Buttigieg Wants to Curb ‘Systemically Racist’ Cars

'This isn't anti-car propaganda but vehicles have wreaked havoc on the environment and communities…'

(Dmytro “Henry” AleksandrovHeadline USA) Transportation Secretary Pete Buttigieg appointed a group of “leading experts” to advise him on “transportation equity,” among whom are those who said that cars should be phased out because they promote racism and cause climate change.

Earlier this month, Buttigieg appointed 24 new members to his Advisory Committee on Transportation Equity, an Obama-era body that was revived by Buttigieg after the Trump administration got rid of it, the Washington Free Beacon reported.

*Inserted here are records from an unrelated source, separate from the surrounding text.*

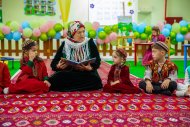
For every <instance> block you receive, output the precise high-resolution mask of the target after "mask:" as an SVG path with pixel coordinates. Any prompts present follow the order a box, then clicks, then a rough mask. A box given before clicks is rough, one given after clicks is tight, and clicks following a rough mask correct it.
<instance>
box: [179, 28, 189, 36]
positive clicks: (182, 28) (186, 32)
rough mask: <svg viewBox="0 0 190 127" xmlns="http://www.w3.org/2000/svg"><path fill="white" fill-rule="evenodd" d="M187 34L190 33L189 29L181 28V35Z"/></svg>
mask: <svg viewBox="0 0 190 127" xmlns="http://www.w3.org/2000/svg"><path fill="white" fill-rule="evenodd" d="M187 32H188V29H187V27H185V26H183V27H181V28H180V33H181V34H183V35H185V34H186V33H187Z"/></svg>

Among those who were included on the committee were Andrea Marpillero-Colomina, a “spatial policy scholar” who once said that “ALL CARS ARE BAD” because of their negative effect on the planet, and a self-described “transportation nerd” Veronica Davis, who argued in an August essay that cars are “the problem” in the country’s transportation system because they perpetuate “systemic racism.”

In August, Buttigieg announced that the committee will advise him on “promising practices to institutionalize equity into agency programs, policies, regulations and activities” and plans to meet for the first time this fall.

Instead of “advocating for a complete erasure” of cars, the goal is to push Buttigieg to move America away from its reliance on private motor vehicles, Marpillero-Colomina told the Free Beacon.

“My interest in being on the [equity committee] is to raise the question and push the Department of Transportation to really think about [equitable, climate-friendly and ‘economically beneficial’ alternatives to ‘car-centric’ policy],” she said, adding that streets should be reimagined to “prioritize people instead of cars.”

It was revealed that Davis also has a leftist political ideology. She released a book in July that was titled, Inclusive Transportation: A Manifesto for Repairing Divided Communities, and advocated for “a different way of thinking” to “address healing the damage done by cars.”

“This isn’t anti-car propaganda but vehicles have wreaked havoc on the environment and communities… Racism shaped the urban and suburban areas, where even today we see the residual effects,” she wrote in an August essay that was adapted from her book.

Marpillero-Colomina and Davis were not the only ones who were invited to serve on the committee. Another appointee was Boston Mayor Michelle Wu’s Green New Deal director Oliver Sellers-Garcia, whose program called for the city to transition away from cars and embrace a “multimodal” plan of transportation.

“We need to make it not only possible but also preferable for residents to leave traffic- and pollution-inducing fossil fuel-powered vehicles behind,” the city’s plan said.